Das Schluchzen ward übermächtig, und die Professorin weinte so bitterlich, daß sie keinen Ton mehr herauszubringen vermochte.

Der Professor ging ruhig im Zimmer auf und ab. Er wußte, wenn sie sich müde geweint hatte, würde sie von selbst still werden, und unbewegt wartete er auf die Gelegenheit zu sprechen, die ja bald kommen mußte.

Als das Getue im Sofa ein bißchen nachließ, sagte er darum kaltblütig:

»Ich habe ihn am Donnerstag nach der Gesellschaft dabei überrascht, wie er das Zimmermädchen küßte.«

Die Professorin setzte sich im Sofa auf. Der Tränensturm war mit einem Male gänzlich verrauscht.

»Du bist doch sonst nicht so streng in solchen Dingen, Abel«, sagte sie giftig.

»Aha, nun kommt's!« dachte der Professor.

Laut sagte er: »Ich kann doch nicht glauben, daß du dein Kind einem Mann überlassen möchtest, der es schon vor der Hochzeit hintergeht.«

»Nein, natürlich, dir wäre es sympathischer, wenn er bis nach der Hochzeit wartete. Aber hab' ich es nicht immer gesagt? Hab' ich's nicht immer gesagt?«

»Was hast du gesagt?«

Der Professor hielt in seiner Promenade inne, ganz verblüfft.

»Ich glaube wohl, daß du dich jetzt nicht mehr darauf besinnst.
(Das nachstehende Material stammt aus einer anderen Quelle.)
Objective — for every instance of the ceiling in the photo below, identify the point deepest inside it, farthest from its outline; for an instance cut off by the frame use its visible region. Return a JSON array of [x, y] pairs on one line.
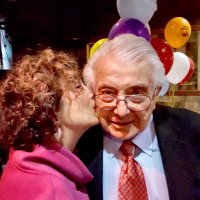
[[76, 22]]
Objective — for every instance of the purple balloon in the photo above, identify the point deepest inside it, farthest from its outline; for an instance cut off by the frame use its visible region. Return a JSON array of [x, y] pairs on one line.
[[129, 25]]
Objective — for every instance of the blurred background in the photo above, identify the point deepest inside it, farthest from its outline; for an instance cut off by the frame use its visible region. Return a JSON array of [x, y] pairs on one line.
[[72, 24]]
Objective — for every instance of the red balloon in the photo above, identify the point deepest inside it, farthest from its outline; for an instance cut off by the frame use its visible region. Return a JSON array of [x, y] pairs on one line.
[[164, 51], [189, 74]]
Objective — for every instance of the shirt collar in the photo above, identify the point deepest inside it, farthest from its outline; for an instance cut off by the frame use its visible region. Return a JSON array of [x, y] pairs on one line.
[[145, 140]]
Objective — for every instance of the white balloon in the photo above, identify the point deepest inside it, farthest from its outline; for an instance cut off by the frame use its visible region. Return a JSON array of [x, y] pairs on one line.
[[179, 69], [164, 88], [142, 10]]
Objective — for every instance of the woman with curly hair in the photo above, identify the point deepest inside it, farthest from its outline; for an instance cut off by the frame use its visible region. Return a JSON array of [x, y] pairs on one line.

Du kümmerst dich ja überhaupt nicht um das, was ich sage. Das weiß ich wohl. Aber hab' ich es nicht immer gesagt,– die Sophie ist eine gemeine Person, auf die man sich nicht verlassen kann? Hab' ich's nicht gesagt?«

»Doch, Schatz«, sagte der Professor sanftmütig. »Das hast du freilich. Aber was hat das damit zu schaffen?«

»Was das damit zu schaffen hat? Ich versteh' dich nicht, Abel! Was es damit zu schaffen hat? Wär sie nicht im Haus gewesen, so wär diese ganze greuliche Geschichte gar nicht passiert. Das weiß ich. Begreifst du das denn nicht?«

Die Professorin war puterrot im Gesicht, und ihre Miene bewies deutlich, daß sie diese Logik als ganz unbestreitbar ansah. Und da der Professor von alters her wußte, daß es keinen Zweck hatte, seine Frau davon überzeugen zu wollen, daß sie unrecht habe, so begnügte er sich damit, zu erwidern: »Tja, aber liebe Aurora, es ist nun einmal geschehen. Und darum frage ich dich um deine Ansicht als Mutter, was wir in der Sache am besten tun!«

Bei diesem Appell an ihr Mutterherz sank die Professorin wieder auf das Sofa zurück und rang verzweifelt die Hände.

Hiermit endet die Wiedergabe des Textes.